Redis is an in-memory database, data is stored in memory, but we all know that data changes in memory are fast, and it is easy to lose. Fortunately, Redis also provides persistence mechanisms for us, which are RDB(Redis DataBase) and AOF(Append Only File).
This assumes that you already know the basic syntax of Redis. Basic use of the article will not write, are some commonly used commands.
Here are two ways to introduce. From the shallow to the deep.
1. Persistent processes
Now that redis data can be kept on disk, what does the process look like?
There are five processes:
(1) The client sends write operations to the server (data is stored in the client’s memory).
(2) The database server receives the data of the write request (the data is in the server’s memory).
(3) The server invokes the write system call to write data to disk (the data is in the buffer of system memory).
(4) The operating system transfers the data in the buffer to the disk controller (the data is in the disk cache).
(5) The disk controller writes the data to the physical media of the disk (the data actually falls on the disk).
These 5 processes are a normal save process under ideal conditions, but in most cases, our machine and so on will have various failures, here are divided into two cases:
(1) If the Redis database fails, as long as the third step above is completed, it can be persisted, and the remaining two steps are completed by the operating system for us.
(2) If the operating system is faulty, the above five steps must be completed.
In this paper, only the possible failure of the saving process is considered. In fact, the saved data may also be damaged, requiring a certain recovery mechanism, but it will not be extended here. The main consideration now is how Redis implements the above five steps for saving disks. It provides two policy mechanisms, namely RDB and AOF.
Second, RDB mechanism
An RDB is simply a snapshot of data stored on disk. What is a snapshot? You can think of it as taking a picture of the current moment and saving it.
RDB persistence refers to writing a snapshot of an in-memory data set to disk at a specified interval. This is also the default persistence mode, which is to write the in-memory data as a snapshot to a binary file named dump.rdb by default.
After we installed Redis, all the configuration was in the redis. Conf file, which saved the various configurations of the RDB and AOF persistence mechanisms.
Since the RDB mechanism works by taking a snapshot of all the data at one point in time, there should be a trigger mechanism to do this. For RDB, three mechanisms are provided: Save, BGSave, and automation. Let’s look at them separately
1. Trigger mode of Save
This command blocks the current Redis server and Redis cannot process other commands during the execution of the save command until the RDB process is complete. The specific process is as follows:
If an old RDB file exists at the end of execution, the new RDB file is replaced with the old one. Our clients may be in the tens of thousands or hundreds of thousands, which is obviously not desirable.
2. Bgsave trigger mode
When this command is executed, Redis asynchronously takes snapshots in the background and responds to client requests at the same time. The specific process is as follows:
The Redis process forks to create a child process. The RDB persistence process is responsible for the child process and ends automatically after the process is complete. Blocking occurs only during the fork phase, which is usually very short. Basically all RDB operations inside Redis use the BGsave command.
3. Automatic trigger
Automatic triggering is done by our configuration file. In the redis.conf configuration file, there is the following configuration that we can set:
Save: this is used to configure the RDB persistence condition that triggers Redis, that is, when to save the data in memory to the hard disk. For example, “Save m n”. Bgsave is automatically triggered when the data set is modified for n times within m seconds.

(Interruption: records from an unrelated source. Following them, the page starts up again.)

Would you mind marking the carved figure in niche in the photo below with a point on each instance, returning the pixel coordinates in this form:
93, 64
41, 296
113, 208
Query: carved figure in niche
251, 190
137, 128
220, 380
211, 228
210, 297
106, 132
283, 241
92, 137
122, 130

The default configuration is as follows:
If at least 10 keys have changed in 60 seconds, save 900. If at least 10 keys have changed in 60 seconds, save 300. If at least 10000 keys have changed in 60 seconds. Save 60 10000
No persistence is required, so you can comment out all save lines to disable the save function.
②stop-writes-on-bgsave-error: The default value is yes. Whether Redis stops receiving data when RDB is enabled and the last background save fails. This makes the user aware that the data has not been persisted to disk correctly, otherwise no one will notice that a disaster has occurred. If Redis is restarted, you can start receiving data again
(3) rdbcompression; The default value is yes. You can set whether to compress snapshots stored in disks.
④ rDBChecksum: The default value is yes. After storing the snapshot, we can also have Redis use the CRC64 algorithm to validate the data, but this adds about 10% of the performance cost and can be turned off for maximum performance gains.
⑤dbfilename: Specifies the snapshot name. The default name is dump. RDB
⑥dir: Set the directory for storing snapshot files. This configuration item must be a directory, not a file name.
We can modify these configurations to achieve the desired effect. Since the third method is configured, let’s do a comparison of the first two:
4. Advantages and disadvantages of RDB
(1), advantage
(1) RDB file compact, full backup, very suitable for backup and disaster recovery.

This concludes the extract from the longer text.